There are around 260 analogue radio licences in the UK and they are currently owned by a grand total of somewhere in the region of 75 media companies. You have to include minority stakeholders to reach this ownership figure, obviously; but still, the overall picture is clear - looked at in a certain light, radio remains an incredibly fragmented medium.
And it follows, naturally, that it is ripe for consolidation, especially given a new regulatory regime that actually allows for substantially more consolidation and also given the fact that if Carlton and Granada can merge, the radio market can count on a similar stretching of the rules if and when it comes to that.
So far, so familiar. Observers have been forecasting a merger frenzy in radio since details of the Communications Act became clear many moons ago. The really surprising thing is that little has actually happened to date - and the standard explanation given for this is that the share prices among the existing big radio owners (Capital, Emap, SMG, GWR, Chrysalis) are overpriced. In other words, mega-mergers aren't really on the cards, which takes the heat out of the rest of the market.

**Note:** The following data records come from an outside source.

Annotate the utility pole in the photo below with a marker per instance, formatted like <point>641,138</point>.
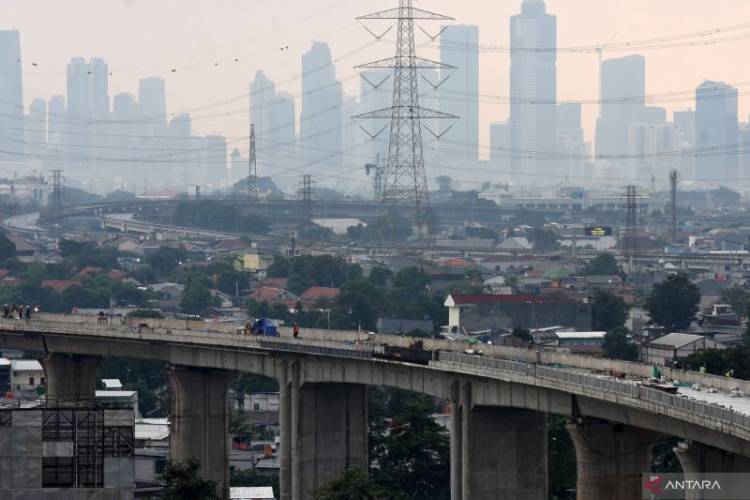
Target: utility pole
<point>252,179</point>
<point>306,193</point>
<point>673,180</point>
<point>405,179</point>
<point>57,196</point>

But since Christmas something has been stirring. City analysts have been in speculative mood and that mood was given even greater impetus when Tim Schoonmaker, Emap Performance's chief executive, moved on. There is already speculation that he might be teaming up with the venture capitalist Advent International to front a move into radio ownership.
And last week Emap bought out SMG's minority stake in Scottish Radio Holdings, an owner of regional stations. Hints, maybe, of a green light?
Amber at best, Nathalie Schwarz, the strategic development director at Capital Radio group, responds. If the right opportunity comes along then well and good, but she doesn't see anyone forcing the issue: "Obviously, you look at every potential acquisition in terms of its valuation and if that is sensible and whether you can extract value. So if you're looking at the private equity market and potential standalone acquisitions, you have to ask if they'd be able to extract the sort of value an established media owner with existing radio assets would."
Schwarz is clearly implying that this market will be driven by the likes of Capital rather than the likes of Advent International. She agrees that the regulatory framework is now favourable but the economic outlook is less clear.
Phil Riley, the chief executive of Chrysalis, is more bullish. He says: "I, for one, think we'll see some activity this year - whether that's in three months' time or towards the back end of the year, I don't know.
What is for sure is that the radio industry is in unstable equilibrium - doing nothing is not a long-term option. We have significant digital investments that we have to pay for and marketing initiatives that we have to fund, plus pressure from the City. That can be paid for through consolidation."
He reckons that there are two threshold factors here: "We need to demonstrate to the City that there is a strong plan for digital and we are confident that its value will be factored in. A recovery in the ad market will boost radio stocks too. Those two things will contribute to a better year for share prices."
You might think that this is a double-edged sword - in a bull market, it's easier to get the resources to mount a takeover but, on the other hand, it makes takeover targets more expensive. Usually, though, in a rising market the first factor far outweighs the second.
What should the ad market think of all of this? Should consolidation be welcomed if and when it happens? Tim McCabe, the communications manager of Vizeum, points out that, in some respects, especially across important markets, radio is already pretty consolidated. He states: "When you look at the five big players, a lot of people say radio is turning into a national medium - others would say its strength remains its regionality. It's true that if you are planning a national campaign you can use a network of big city stations but if the medium wants to pull in incremental revenue, it should be looking to do that on a regional basis."
Jo Daly, a senior planner/buyer at MediaCom, is more positive. She comments: "One aspect of consolidation is you won't have rival media owners fighting for the same audience. Once they are consolidated, their various brands can't be seen to cannibalise each other. I think we see how the bigger groups manage themselves better. The different brands and the way they relate to each other would be sold in a more considered way and I think consolidation would lead to more calm and balance."
- "I think there have been expectations that we might see more in the way of asset swaps rather than big bang consolidation. But, yes, inevitably there will be consolidation at some stage, though there will be a tier of (smaller) owners with individual assets." - Nathalie Schwarz strategic development director, Capital
- "You may be surprised to hear that we believe that the share prices of radio companies are currently undervalued. Digital is a long-term investment that will bring a positive return, yet that is not being factored in." - Phil Riley chief executive, Chrysalis
- "Some of us like the fact that radio is regional and you can dip in and out yet develop strong relationships with the stations you use. It's also nice to have flexibility to have what you want when you want it." - Tim McCabe connections director, Vizeum
- "Consolidation would raise the stakes in terms of programming parameters and points of difference between different station brands. That would give advertisers much more choice in stronger environments." - Jo Daly senior planner/buyer, MediaCom.